Forum OpenACS Development: Possible 10g Solaris Problem

Posted by Barry Books on 05/29/04 01:43 PM

I installed Openacs 5.1 on Solaris 9/10g and I've having a strange problem I'm trying to track down. Whenever the tcl exec function is used I get

error waiting for process to exit: child process lost (is SIGCHLD ignored or trapped?)

in my error log and an error on the page. This happened on installation but I thought the problem was cause by a change to sqlplus. I built the tcl Signal package and if I delete the SIGCHLD handler the problem goes away. I have not done enough testing to know if this is a fix.

The reason I think it's a 10g problem is I've run on 9i without the problem. I also found this Link which leads me to believe OCI may now send a SIGCHLD when database operations complete.

I don't fully understand the problem yet and I was curious if anyone else has seen anything like it.

2: Re: Possible 10g Solaris Problem (response to 1)
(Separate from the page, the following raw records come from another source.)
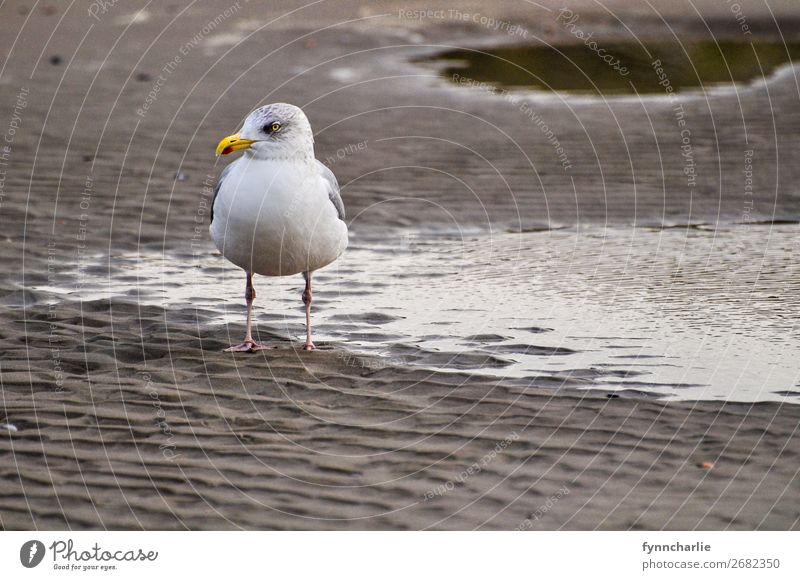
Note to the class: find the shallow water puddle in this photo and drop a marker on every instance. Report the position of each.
(684, 313)
(620, 67)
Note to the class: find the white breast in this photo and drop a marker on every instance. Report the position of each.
(274, 218)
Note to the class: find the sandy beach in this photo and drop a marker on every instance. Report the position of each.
(509, 343)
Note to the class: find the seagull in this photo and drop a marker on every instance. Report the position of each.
(276, 210)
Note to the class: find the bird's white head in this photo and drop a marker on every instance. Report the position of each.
(277, 131)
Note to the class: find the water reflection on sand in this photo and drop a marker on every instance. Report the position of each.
(694, 313)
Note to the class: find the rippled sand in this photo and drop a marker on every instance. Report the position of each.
(683, 313)
(505, 345)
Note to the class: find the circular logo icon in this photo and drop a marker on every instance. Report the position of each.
(31, 553)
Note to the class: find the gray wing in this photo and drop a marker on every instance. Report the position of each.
(333, 188)
(217, 186)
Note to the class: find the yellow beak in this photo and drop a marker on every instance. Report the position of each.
(233, 143)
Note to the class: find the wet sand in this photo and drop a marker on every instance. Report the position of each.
(120, 411)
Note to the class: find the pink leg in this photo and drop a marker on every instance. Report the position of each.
(248, 344)
(307, 301)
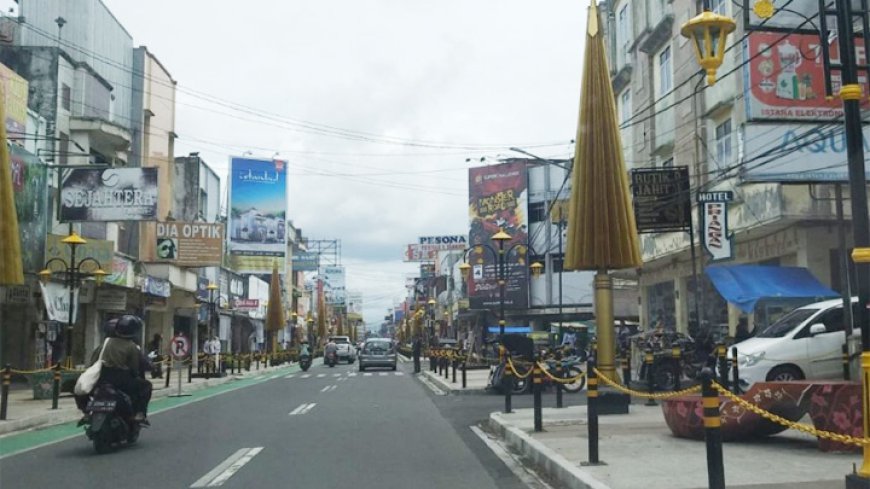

Posted by Andrew Piskorski on 05/30/04 07:38 AM

Barry, did you try the Tcl exec from your AOLserver without your Oracle driver loaded at all? If it works then, with no other changes, then probably your right that Oracle has something to do with it.

When you do load nsoracle, what if you try a Tcl exec after connecting successfully to Oracle but before doing any database queries at all. Does the exec work then?

Also, which version of AOLserver, Tcl, and nsoracle are you using?

The OTN link you gave above does not seem to work (due to some stupid Oracle session tracking stuff in the URL?), this one seems ok.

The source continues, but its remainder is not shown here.